The TRS Board of Trustees approved a significant change in the governance of TRS by granting the System’s Investment Department the authority to legally finalize investment commitments without first gaining approval from the board. The board retains the ultimate legal responsibility for the veracity of all TRS investments but is delegating the entire selection process to its investment staff, who are assisted by a bullpen of consultants with specific expertise in various asset classes. Until this year, all potential commitments from the TRS investment portfolio had to be approved by a majority vote of the trustees. Following due diligence and a formal recommendation by the investment staff, money managers were typically brought before the board for a final public presentation. The board then debated and voted on the proposed commitment.

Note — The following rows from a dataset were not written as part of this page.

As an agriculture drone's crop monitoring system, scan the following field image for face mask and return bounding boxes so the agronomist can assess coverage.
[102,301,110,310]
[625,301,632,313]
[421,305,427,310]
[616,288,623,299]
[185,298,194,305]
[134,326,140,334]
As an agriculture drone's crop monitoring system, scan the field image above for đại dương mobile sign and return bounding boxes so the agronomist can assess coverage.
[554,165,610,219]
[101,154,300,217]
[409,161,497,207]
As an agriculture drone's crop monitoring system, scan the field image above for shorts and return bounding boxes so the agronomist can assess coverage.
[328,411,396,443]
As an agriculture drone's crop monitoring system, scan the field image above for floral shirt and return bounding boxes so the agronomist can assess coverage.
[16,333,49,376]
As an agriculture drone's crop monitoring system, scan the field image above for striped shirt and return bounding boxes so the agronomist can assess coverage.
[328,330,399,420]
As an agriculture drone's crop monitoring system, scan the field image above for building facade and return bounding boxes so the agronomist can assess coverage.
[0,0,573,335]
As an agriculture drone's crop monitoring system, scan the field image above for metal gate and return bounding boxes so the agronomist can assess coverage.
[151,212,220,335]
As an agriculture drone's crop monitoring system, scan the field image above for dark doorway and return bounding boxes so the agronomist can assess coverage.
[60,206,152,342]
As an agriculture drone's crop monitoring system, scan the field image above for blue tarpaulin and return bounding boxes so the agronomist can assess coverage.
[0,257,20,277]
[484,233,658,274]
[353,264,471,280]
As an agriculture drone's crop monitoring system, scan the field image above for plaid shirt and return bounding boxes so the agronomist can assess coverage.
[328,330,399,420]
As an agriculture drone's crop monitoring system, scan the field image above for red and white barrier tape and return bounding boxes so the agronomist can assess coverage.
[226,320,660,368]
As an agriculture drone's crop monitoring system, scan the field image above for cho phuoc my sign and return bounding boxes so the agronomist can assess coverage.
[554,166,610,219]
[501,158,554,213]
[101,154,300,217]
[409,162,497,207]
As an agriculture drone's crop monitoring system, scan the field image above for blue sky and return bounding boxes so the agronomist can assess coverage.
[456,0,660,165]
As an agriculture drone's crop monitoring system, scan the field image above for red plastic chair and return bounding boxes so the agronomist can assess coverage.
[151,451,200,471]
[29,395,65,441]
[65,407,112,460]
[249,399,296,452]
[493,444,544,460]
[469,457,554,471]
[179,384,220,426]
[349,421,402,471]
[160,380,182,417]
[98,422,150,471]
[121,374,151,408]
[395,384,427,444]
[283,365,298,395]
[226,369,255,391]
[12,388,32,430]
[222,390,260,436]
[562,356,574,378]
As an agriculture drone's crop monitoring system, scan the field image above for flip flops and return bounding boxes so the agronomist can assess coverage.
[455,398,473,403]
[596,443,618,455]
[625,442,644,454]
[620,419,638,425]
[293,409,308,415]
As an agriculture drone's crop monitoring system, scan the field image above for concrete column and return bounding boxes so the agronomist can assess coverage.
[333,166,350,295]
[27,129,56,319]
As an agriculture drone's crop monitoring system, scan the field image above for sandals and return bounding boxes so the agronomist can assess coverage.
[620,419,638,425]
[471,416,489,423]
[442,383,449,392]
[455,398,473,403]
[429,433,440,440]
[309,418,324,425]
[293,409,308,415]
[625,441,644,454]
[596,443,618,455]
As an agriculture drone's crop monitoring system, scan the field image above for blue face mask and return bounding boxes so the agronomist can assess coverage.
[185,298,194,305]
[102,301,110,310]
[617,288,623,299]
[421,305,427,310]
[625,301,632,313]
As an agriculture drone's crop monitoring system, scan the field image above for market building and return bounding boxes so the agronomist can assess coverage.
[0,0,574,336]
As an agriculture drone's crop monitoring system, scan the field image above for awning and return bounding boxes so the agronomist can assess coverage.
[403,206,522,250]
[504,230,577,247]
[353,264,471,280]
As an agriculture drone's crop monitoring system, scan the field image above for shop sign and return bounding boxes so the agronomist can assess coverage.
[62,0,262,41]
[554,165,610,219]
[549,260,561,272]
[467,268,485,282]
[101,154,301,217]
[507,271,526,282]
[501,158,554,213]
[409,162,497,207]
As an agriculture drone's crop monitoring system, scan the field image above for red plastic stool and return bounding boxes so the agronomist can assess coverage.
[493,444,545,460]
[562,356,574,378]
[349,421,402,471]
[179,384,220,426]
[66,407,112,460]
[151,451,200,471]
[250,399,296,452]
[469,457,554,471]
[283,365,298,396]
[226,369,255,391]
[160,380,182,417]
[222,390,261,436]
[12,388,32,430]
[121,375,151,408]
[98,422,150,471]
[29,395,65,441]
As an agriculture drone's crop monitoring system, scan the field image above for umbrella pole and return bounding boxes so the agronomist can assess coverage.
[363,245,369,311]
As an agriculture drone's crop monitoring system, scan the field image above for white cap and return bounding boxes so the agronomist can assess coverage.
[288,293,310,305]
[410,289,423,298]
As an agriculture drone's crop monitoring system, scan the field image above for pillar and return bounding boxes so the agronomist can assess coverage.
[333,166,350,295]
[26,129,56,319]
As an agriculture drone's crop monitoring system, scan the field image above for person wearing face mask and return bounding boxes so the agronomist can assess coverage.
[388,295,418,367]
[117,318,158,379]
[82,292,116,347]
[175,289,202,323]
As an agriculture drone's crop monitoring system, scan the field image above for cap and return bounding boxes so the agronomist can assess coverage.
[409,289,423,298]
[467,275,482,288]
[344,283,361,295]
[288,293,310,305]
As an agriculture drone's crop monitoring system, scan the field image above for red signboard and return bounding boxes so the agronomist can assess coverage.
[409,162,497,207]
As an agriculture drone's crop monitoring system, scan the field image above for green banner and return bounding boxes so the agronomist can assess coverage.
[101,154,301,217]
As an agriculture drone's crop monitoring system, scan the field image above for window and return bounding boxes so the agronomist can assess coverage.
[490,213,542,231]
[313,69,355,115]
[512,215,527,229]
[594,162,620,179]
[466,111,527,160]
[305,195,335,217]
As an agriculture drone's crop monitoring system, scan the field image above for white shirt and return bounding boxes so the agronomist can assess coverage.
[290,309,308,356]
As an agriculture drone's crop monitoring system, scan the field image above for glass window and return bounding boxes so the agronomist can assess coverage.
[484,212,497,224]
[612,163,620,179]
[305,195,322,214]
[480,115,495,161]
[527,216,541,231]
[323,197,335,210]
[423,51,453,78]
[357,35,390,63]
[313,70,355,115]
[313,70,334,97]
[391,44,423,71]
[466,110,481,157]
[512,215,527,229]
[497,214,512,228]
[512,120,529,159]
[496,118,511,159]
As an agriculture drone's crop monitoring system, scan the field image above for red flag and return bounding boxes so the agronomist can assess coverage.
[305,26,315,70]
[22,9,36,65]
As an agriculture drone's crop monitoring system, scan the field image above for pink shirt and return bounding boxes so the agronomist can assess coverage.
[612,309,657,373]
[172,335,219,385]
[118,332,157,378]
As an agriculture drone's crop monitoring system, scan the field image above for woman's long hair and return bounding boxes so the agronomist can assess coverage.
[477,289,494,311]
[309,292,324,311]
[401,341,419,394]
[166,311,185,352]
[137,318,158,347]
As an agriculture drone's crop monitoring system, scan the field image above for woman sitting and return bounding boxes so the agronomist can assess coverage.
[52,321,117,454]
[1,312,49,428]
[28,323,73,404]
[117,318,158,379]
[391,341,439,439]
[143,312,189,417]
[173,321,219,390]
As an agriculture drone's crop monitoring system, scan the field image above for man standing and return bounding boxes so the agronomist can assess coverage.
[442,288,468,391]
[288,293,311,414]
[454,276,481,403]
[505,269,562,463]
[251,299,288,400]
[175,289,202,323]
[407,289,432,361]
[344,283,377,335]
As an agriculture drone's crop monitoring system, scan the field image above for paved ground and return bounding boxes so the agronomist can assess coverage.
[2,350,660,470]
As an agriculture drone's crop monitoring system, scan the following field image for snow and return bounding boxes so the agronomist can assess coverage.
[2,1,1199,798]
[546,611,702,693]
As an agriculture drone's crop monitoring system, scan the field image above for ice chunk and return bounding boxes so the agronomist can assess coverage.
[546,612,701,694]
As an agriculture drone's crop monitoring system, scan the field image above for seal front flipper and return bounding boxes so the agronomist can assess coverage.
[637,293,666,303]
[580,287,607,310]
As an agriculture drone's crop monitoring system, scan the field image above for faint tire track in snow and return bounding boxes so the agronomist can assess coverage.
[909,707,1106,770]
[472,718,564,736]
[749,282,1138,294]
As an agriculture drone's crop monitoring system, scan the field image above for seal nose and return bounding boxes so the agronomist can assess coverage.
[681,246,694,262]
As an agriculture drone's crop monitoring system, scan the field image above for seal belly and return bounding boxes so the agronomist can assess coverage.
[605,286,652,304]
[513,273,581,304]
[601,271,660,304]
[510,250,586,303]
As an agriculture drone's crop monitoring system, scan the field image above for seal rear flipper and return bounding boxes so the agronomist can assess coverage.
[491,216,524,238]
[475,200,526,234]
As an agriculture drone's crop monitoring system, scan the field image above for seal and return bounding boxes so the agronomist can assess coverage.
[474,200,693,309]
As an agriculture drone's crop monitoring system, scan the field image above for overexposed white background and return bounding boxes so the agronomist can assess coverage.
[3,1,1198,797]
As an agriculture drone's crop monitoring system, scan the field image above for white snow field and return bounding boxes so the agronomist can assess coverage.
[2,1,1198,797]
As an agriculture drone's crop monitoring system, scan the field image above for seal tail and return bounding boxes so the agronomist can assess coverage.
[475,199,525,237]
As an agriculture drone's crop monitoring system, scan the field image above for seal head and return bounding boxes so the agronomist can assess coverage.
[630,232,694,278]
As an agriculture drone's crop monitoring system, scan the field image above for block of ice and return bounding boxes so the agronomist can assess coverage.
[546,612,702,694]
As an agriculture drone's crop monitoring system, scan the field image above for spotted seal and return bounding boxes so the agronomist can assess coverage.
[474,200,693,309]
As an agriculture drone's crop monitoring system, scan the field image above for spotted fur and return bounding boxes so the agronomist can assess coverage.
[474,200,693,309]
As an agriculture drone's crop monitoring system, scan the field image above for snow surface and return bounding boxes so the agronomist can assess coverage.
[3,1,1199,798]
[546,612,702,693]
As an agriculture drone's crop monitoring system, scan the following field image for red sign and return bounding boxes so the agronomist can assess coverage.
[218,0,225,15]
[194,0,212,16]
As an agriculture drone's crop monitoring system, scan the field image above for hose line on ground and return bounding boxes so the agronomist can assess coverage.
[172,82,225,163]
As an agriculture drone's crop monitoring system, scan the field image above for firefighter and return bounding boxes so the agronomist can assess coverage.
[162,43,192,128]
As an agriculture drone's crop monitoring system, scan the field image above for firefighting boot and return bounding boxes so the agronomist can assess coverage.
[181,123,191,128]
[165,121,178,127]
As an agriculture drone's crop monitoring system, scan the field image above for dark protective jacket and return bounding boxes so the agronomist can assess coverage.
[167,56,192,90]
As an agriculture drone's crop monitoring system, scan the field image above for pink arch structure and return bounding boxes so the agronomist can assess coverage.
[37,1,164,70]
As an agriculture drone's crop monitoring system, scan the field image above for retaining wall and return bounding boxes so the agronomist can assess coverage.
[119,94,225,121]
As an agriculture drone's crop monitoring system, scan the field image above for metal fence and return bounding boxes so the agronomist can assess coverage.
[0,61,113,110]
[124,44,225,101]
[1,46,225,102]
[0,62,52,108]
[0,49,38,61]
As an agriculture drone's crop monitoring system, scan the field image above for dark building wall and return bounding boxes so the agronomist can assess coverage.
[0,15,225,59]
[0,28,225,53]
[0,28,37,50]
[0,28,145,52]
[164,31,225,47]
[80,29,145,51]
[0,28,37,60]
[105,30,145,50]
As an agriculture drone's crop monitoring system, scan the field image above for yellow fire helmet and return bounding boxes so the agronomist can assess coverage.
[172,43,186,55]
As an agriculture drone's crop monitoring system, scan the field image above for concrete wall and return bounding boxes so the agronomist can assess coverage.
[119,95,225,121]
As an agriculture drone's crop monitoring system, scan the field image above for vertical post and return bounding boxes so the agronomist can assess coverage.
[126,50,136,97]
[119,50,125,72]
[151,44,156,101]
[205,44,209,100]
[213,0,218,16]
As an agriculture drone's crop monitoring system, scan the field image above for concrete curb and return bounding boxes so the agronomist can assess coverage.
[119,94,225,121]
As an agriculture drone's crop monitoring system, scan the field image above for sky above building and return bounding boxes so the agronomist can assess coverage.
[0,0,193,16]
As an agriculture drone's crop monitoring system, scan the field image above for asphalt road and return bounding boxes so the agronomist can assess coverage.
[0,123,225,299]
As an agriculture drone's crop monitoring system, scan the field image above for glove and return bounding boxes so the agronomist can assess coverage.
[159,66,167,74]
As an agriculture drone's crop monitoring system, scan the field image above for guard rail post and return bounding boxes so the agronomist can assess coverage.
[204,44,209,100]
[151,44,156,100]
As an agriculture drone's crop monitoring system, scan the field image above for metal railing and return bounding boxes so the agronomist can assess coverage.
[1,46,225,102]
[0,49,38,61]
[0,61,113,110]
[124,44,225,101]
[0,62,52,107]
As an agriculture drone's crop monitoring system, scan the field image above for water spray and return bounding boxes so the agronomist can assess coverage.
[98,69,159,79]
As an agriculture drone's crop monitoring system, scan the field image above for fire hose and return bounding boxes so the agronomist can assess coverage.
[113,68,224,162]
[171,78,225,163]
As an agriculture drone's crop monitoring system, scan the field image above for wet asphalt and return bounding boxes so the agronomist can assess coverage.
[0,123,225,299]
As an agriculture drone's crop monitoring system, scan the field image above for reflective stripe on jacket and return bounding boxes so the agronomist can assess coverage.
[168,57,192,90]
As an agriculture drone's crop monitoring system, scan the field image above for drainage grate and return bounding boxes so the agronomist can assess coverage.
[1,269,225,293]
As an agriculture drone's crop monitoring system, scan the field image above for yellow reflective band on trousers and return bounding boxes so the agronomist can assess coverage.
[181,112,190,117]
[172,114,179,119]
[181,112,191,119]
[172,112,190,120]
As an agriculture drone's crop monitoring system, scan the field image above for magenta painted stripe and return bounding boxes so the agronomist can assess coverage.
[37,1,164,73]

As of June 30, 2018, TRS investment returns for the fiscal year were a positive 8.45 percent, net of fees, and the size of the portfolio stood at $51.5 billion. That’s a 4.25 percent increase in assets during the fiscal year. On June 30, 2017, total TRS assets were $49.4 billion.
In fiscal year 2018, TRS began implementing Microsoft Dynamics 365 to meet expenditure management, accounting, and human resource needs in the future. The new system will replace existing legacy applications and will fully integrate with the new planned pension administration system (PAS). TRS completed a “gap” analysis that compared our existing legacy PAS with several alternative replacements that are currently available. The recommendation from the analysis was to build a new PAS internally using TRS staff augmented with contractual assistance. Work began toward the end of fiscal year 2018. A fundamental change in the employer reporting function of the new Gemini project was identified as a pilot project that will help lay the planning and implementation groundwork for constructing the remaining portions of a new PAS. Work is scheduled to continue into fiscal year 2019. The change to monthly reporting will be the first aspect of Gemini to be developed, tested, and implemented. The initiation of monthly reporting will also serve as a “proof of concept” to determine how best to proceed with the other aspects of the Gemini project.
To combat potential fraud and abuse, TRS augmented its existing processes by initiating a first-ever reciprocal data exchange with the Illinois Department of Public Health. In the first month of the exchange, TRS was able to identify an additional 12 deceased members and recoup approximately $700,000 in overpayments. Cybersecurity is also a top priority at TRS. TRS requires its staff to participate in periodic awareness training that highlights threats through real world examples and interactive sessions. At TRS, the Board of Trustees and staff understand that it is imperative for the System to keep the private information of TRS members and their families and employers, as well TRS staff information, as safe and secure as possible and to implement practices and systems that guard against these growing threats.